Two other officials noted that, unlike Democrats in solidly blue states, Manchin and Sinema's future election prospects would likely not be affected by the infrastructure bills' passage. Given Arizona's decidedly purple status, Sinema's attempts to tamp down on Democratic spending could actually boost her 2022 bid, and Manchin, who previously claimed his 2018 campaign would be his last, would not even be up for reelection until 2024. West Virginia twice voted for former President Donald Trump by 40 percentage points.
Yet, another official argued that reducing the total cost of the plan would help counter Republican campaign claims that the Democrats' initiatives and "unchecked spending" would lead to rampant inflation.
"We've released ways to pay for nearly everything we want to include in the bill," that person said of the tax increases on corporations and high-income residents put forward as reconciliation pay-fors by the House Committee on Ways and Means . "Decreasing the total cost only makes full revenue recovery even more manageable."
As written , the package includes spending tranches for nearly every issue Biden campaigned on, including paid family leave, federally funded healthcare expansion, climate and other scientific investments, and even immigration reform. Democratic officials conceded that the hardest part of setting the final cost of the package wouldn't necessarily center on deciding what to cut, but determining "what absolutely must be included" to receive the blessing of the progressive wing of the caucus.
"It's not going to be easy getting ... [Vermont Sen.] Bernie Sanders and [New York Rep. Alexandria] Ocasio-Cortez ... to sign off on anything below that $3.5 trillion mark, especially when they were originally calling for $6 trillion," one official said. "In order to do that, we've got to include the drug pricing provisions and a pathway to citizenship. If the parliamentarian rules against the immigration aspects, this whole deal could fall apart quickly."
The White House specifically lobbied on Friday that providing a pathway to citizenship for millions of "Dreamers" and Temporary Protected Status recipients would boost the nation's economy and drive wages up for all workers.
"Immigrants have made innumerable contributions to American business and society. However, current law confines millions of them to a life in the shadows, without the rights to be fully economically engaged or have access to foundational social protections," White House Council of Economic Advisers Director Chairwoman Cecilia Rouse wrote in a blog post published Friday. "Such treatment inflicts harms on unauthorized immigrants themselves and their families — many of which include U.S. citizens and non-citizen legal residents — as well as to the broader economy."
"Though some argue that increased take-up of social programs would generate a substantial fiscal cost to the government, the productivity of the newly-legalized would likely increase, which would benefit all in the United States by expanding economic output," she continued. "Further, the ensuing increase in wages and compliance with tax requirements would increase their contributions to public sector finances, and their children would benefit as well. Allowing currently unauthorized workers to engage fully in the labor force would not only benefit the immigrants and their families, but society as a whole."

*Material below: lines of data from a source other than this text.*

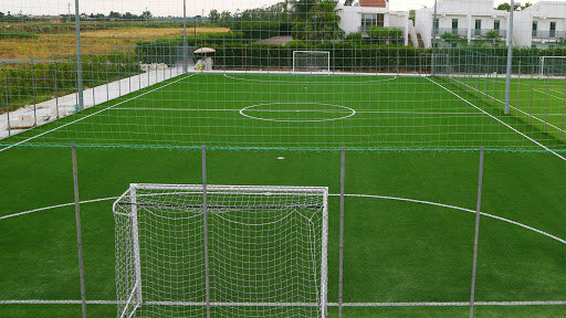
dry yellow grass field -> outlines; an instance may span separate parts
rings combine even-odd
[[[197,28],[197,33],[228,32],[226,28]],[[195,29],[188,28],[187,33],[193,34]],[[129,51],[139,41],[158,40],[182,35],[182,29],[117,29],[83,32],[81,36],[84,54],[104,53],[107,51]],[[0,40],[0,59],[50,59],[74,54],[75,35],[40,34],[34,39]]]

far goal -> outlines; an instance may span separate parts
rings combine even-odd
[[[566,56],[541,56],[541,76],[566,75]]]
[[[328,189],[130,184],[117,317],[326,317]]]
[[[293,73],[331,73],[331,52],[293,51]]]

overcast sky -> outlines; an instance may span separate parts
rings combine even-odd
[[[66,13],[69,9],[74,12],[75,0],[0,0],[0,11],[11,11],[12,14],[18,12],[32,14],[60,14]],[[228,10],[235,12],[237,10],[245,10],[269,6],[281,0],[187,0],[187,14],[205,14],[207,15],[211,9],[219,11]],[[538,2],[539,0],[530,0]],[[566,1],[566,0],[560,0]],[[344,2],[344,0],[340,0]],[[391,10],[406,11],[409,9],[420,9],[432,7],[434,0],[390,0]],[[507,2],[507,0],[495,0],[495,4]],[[528,1],[521,1],[528,2]],[[109,11],[132,12],[139,14],[146,8],[154,15],[182,15],[182,0],[80,0],[81,12],[93,13]]]

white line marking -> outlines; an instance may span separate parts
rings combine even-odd
[[[328,195],[329,197],[337,197],[337,195],[340,195],[340,194],[332,194],[331,193]],[[441,208],[447,208],[447,209],[460,210],[460,211],[470,212],[470,213],[476,213],[474,210],[470,210],[470,209],[465,209],[465,208],[460,208],[460,206],[449,205],[449,204],[443,204],[443,203],[437,203],[437,202],[430,202],[430,201],[423,201],[423,200],[416,200],[416,199],[406,199],[406,198],[396,198],[396,197],[384,197],[384,195],[374,195],[374,194],[344,194],[344,195],[345,197],[353,197],[353,198],[371,198],[371,199],[405,201],[405,202],[421,203],[421,204],[436,205],[436,206],[441,206]],[[108,200],[116,200],[119,197],[109,197],[109,198],[86,200],[86,201],[81,201],[81,204],[83,204],[83,203],[93,203],[93,202],[101,202],[101,201],[108,201]],[[73,204],[75,204],[75,203],[71,202],[71,203],[52,205],[52,206],[44,206],[44,208],[40,208],[40,209],[34,209],[34,210],[29,210],[29,211],[24,211],[24,212],[19,212],[19,213],[14,213],[14,214],[9,214],[9,215],[0,216],[0,220],[6,220],[6,219],[15,218],[15,216],[27,215],[27,214],[31,214],[31,213],[35,213],[35,212],[40,212],[40,211],[45,211],[45,210],[51,210],[51,209],[70,206],[70,205],[73,205]],[[513,225],[516,225],[516,226],[520,226],[520,227],[533,231],[535,233],[538,233],[541,235],[549,237],[549,239],[552,239],[554,241],[557,241],[557,242],[559,242],[562,244],[566,244],[566,240],[563,240],[563,239],[560,239],[558,236],[555,236],[553,234],[546,233],[546,232],[541,231],[538,229],[525,225],[523,223],[518,223],[518,222],[515,222],[515,221],[512,221],[512,220],[509,220],[509,219],[505,219],[505,218],[502,218],[502,216],[497,216],[497,215],[494,215],[494,214],[489,214],[489,213],[485,213],[485,212],[481,212],[481,214],[484,215],[484,216],[488,216],[488,218],[492,218],[492,219],[495,219],[495,220],[499,220],[499,221],[503,221],[503,222],[506,222],[506,223],[510,223],[510,224],[513,224]]]
[[[81,201],[81,204],[83,204],[83,203],[93,203],[93,202],[101,202],[101,201],[108,201],[108,200],[118,199],[118,198],[119,197],[111,197],[111,198],[103,198],[103,199],[85,200],[85,201]],[[41,212],[41,211],[45,211],[45,210],[70,206],[70,205],[74,205],[74,204],[75,203],[63,203],[63,204],[57,204],[57,205],[52,205],[52,206],[44,206],[44,208],[33,209],[33,210],[29,210],[29,211],[23,211],[23,212],[20,212],[20,213],[14,213],[14,214],[9,214],[9,215],[0,216],[0,221],[1,220],[6,220],[6,219],[10,219],[10,218],[20,216],[20,215],[25,215],[25,214],[31,214],[31,213],[35,213],[35,212]]]
[[[455,81],[455,80],[454,80],[454,81]],[[462,84],[462,85],[465,85],[465,86],[468,86],[468,87],[470,87],[470,88],[474,89],[475,92],[478,92],[478,93],[480,93],[480,94],[483,94],[483,95],[485,95],[485,96],[490,97],[491,99],[493,99],[493,100],[495,100],[495,102],[499,102],[500,104],[505,104],[505,102],[500,100],[500,99],[497,99],[497,98],[495,98],[495,97],[493,97],[493,96],[491,96],[491,95],[489,95],[489,94],[485,94],[484,92],[482,92],[482,91],[480,91],[480,89],[478,89],[478,88],[475,88],[475,87],[473,87],[473,86],[470,86],[470,85],[468,85],[468,84],[465,84],[465,83],[462,83],[462,82],[460,82],[460,81],[458,81],[458,83],[460,83],[460,84]],[[535,91],[536,91],[536,89],[535,89]],[[523,112],[522,109],[520,109],[520,108],[517,108],[517,107],[515,107],[515,106],[513,106],[513,105],[509,105],[509,106],[510,106],[511,108],[513,108],[513,109],[515,109],[515,110],[520,112],[520,113],[523,113],[523,115],[525,115],[525,116],[528,116],[528,117],[535,118],[536,120],[538,120],[538,121],[541,121],[541,123],[543,123],[543,124],[546,124],[546,125],[548,125],[548,126],[551,126],[551,127],[553,127],[553,128],[555,128],[555,129],[557,129],[557,130],[560,130],[560,131],[563,131],[563,132],[566,132],[565,130],[563,130],[563,129],[560,129],[560,128],[558,128],[558,127],[554,126],[553,124],[551,124],[551,123],[548,123],[548,121],[545,121],[545,120],[543,120],[543,119],[541,119],[541,118],[536,117],[535,115],[530,115],[528,113],[525,113],[525,112]],[[543,116],[544,116],[544,115],[543,115]]]
[[[333,106],[333,107],[337,107],[338,110],[339,108],[342,109],[345,109],[345,110],[342,110],[342,113],[345,113],[347,114],[346,116],[342,116],[342,117],[335,117],[335,118],[322,118],[322,119],[296,119],[296,120],[292,120],[292,119],[272,119],[272,118],[263,118],[263,117],[255,117],[255,116],[251,116],[251,115],[248,115],[245,114],[245,112],[248,109],[252,109],[253,107],[260,107],[260,106],[271,106],[271,105],[315,105],[315,106],[318,106],[318,105],[322,105],[322,106]],[[255,109],[254,109],[255,110]],[[262,112],[262,110],[255,110],[255,112]],[[276,110],[276,109],[273,109],[273,110],[269,110],[269,112],[280,112],[280,110]],[[302,113],[303,110],[289,110],[290,113]],[[312,110],[304,110],[304,112],[314,112],[314,113],[321,113],[319,110],[316,110],[316,109],[312,109]],[[338,112],[331,112],[331,113],[338,113]],[[265,121],[279,121],[279,123],[316,123],[316,121],[333,121],[333,120],[339,120],[339,119],[346,119],[346,118],[349,118],[354,115],[356,115],[356,110],[354,108],[350,108],[350,107],[346,107],[346,106],[342,106],[342,105],[333,105],[333,104],[321,104],[321,103],[268,103],[268,104],[258,104],[258,105],[250,105],[250,106],[247,106],[247,107],[243,107],[242,109],[240,109],[240,115],[244,116],[244,117],[248,117],[248,118],[251,118],[251,119],[258,119],[258,120],[265,120]]]
[[[495,117],[495,116],[491,115],[490,113],[488,113],[488,112],[483,110],[482,108],[480,108],[480,107],[478,107],[478,106],[473,105],[473,103],[471,103],[471,102],[467,100],[465,98],[463,98],[463,97],[461,97],[460,95],[455,94],[454,92],[452,92],[452,91],[448,89],[447,87],[444,87],[444,86],[440,85],[439,83],[434,82],[433,80],[430,80],[429,77],[427,77],[427,80],[429,80],[430,82],[432,82],[432,83],[437,84],[438,86],[440,86],[440,87],[444,88],[444,91],[447,91],[448,93],[450,93],[450,94],[454,95],[455,97],[458,97],[458,98],[459,98],[459,99],[461,99],[462,102],[467,103],[468,105],[470,105],[470,106],[474,107],[475,109],[478,109],[478,110],[482,112],[483,114],[485,114],[485,115],[490,116],[491,118],[495,119],[496,121],[499,121],[499,123],[500,123],[500,124],[502,124],[503,126],[507,127],[509,129],[511,129],[511,130],[513,130],[513,131],[517,132],[518,135],[521,135],[521,136],[525,137],[526,139],[528,139],[528,140],[533,141],[535,145],[537,145],[537,146],[542,147],[543,149],[545,149],[545,150],[549,151],[549,152],[551,152],[551,153],[553,153],[554,156],[556,156],[556,157],[560,158],[562,160],[566,161],[566,158],[564,158],[563,156],[560,156],[560,155],[556,153],[556,152],[555,152],[554,150],[552,150],[551,148],[548,148],[548,147],[544,146],[543,144],[541,144],[541,142],[536,141],[535,139],[533,139],[533,138],[531,138],[531,137],[526,136],[525,134],[523,134],[523,132],[518,131],[517,129],[513,128],[513,127],[512,127],[511,125],[509,125],[507,123],[505,123],[505,121],[501,120],[500,118],[497,118],[497,117]]]
[[[290,104],[290,103],[282,103]],[[308,103],[300,103],[300,104],[308,104]],[[212,109],[212,108],[151,108],[151,107],[117,107],[108,110],[164,110],[164,112],[240,112],[241,109]],[[256,109],[248,109],[247,112],[295,112],[295,110],[256,110]],[[301,112],[313,112],[313,113],[352,113],[348,110],[301,110]],[[480,113],[469,113],[469,112],[419,112],[419,110],[356,110],[356,114],[407,114],[407,115],[482,115]],[[483,115],[482,115],[483,116]],[[548,115],[551,116],[551,115]],[[562,114],[555,114],[555,116],[562,116]]]
[[[339,195],[339,194],[328,194],[328,195],[335,197],[335,195]],[[448,208],[448,209],[453,209],[453,210],[465,211],[465,212],[470,212],[470,213],[476,213],[475,210],[470,210],[470,209],[454,206],[454,205],[449,205],[449,204],[443,204],[443,203],[436,203],[436,202],[430,202],[430,201],[415,200],[415,199],[384,197],[384,195],[373,195],[373,194],[345,194],[345,195],[346,197],[375,198],[375,199],[385,199],[385,200],[396,200],[396,201],[422,203],[422,204],[429,204],[429,205],[436,205],[436,206],[442,206],[442,208]],[[555,236],[553,234],[546,233],[544,231],[537,230],[535,227],[525,225],[523,223],[518,223],[518,222],[515,222],[515,221],[512,221],[512,220],[509,220],[509,219],[505,219],[505,218],[502,218],[502,216],[489,214],[489,213],[485,213],[485,212],[481,212],[481,214],[484,215],[484,216],[488,216],[488,218],[492,218],[492,219],[500,220],[500,221],[503,221],[503,222],[506,222],[506,223],[510,223],[510,224],[513,224],[513,225],[521,226],[523,229],[526,229],[526,230],[533,231],[535,233],[538,233],[541,235],[544,235],[544,236],[547,236],[549,239],[553,239],[554,241],[557,241],[557,242],[559,242],[562,244],[566,244],[566,240],[563,240],[563,239],[560,239],[558,236]]]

And while the White House would prefer to leave the negotiations on the specifics of the reconciliation package to lawmakers, Biden himself has recently repeatedly presented the vote on the package as an "inflection point" for the Hill to decide if they will continue the economic status quo of the past 40 years or extend a helping hand to the middle class.
"Each inflection point in this nation’s history represents a fundamental choice. I believe that America at this moment is facing such a choice, and the choice is this: Are we going to continue with an economy where the overwhelming share of the benefits go to big corporations and the very wealthy, or are we going to take this moment right now to set this country on a new path? One that invests in this nation, creates real sustained economic growth, and that benefits everyone, including working people and middle-class folks?" he said in a televised speech from the White House on Thursday. "That’s something we haven’t realized in this country for decades."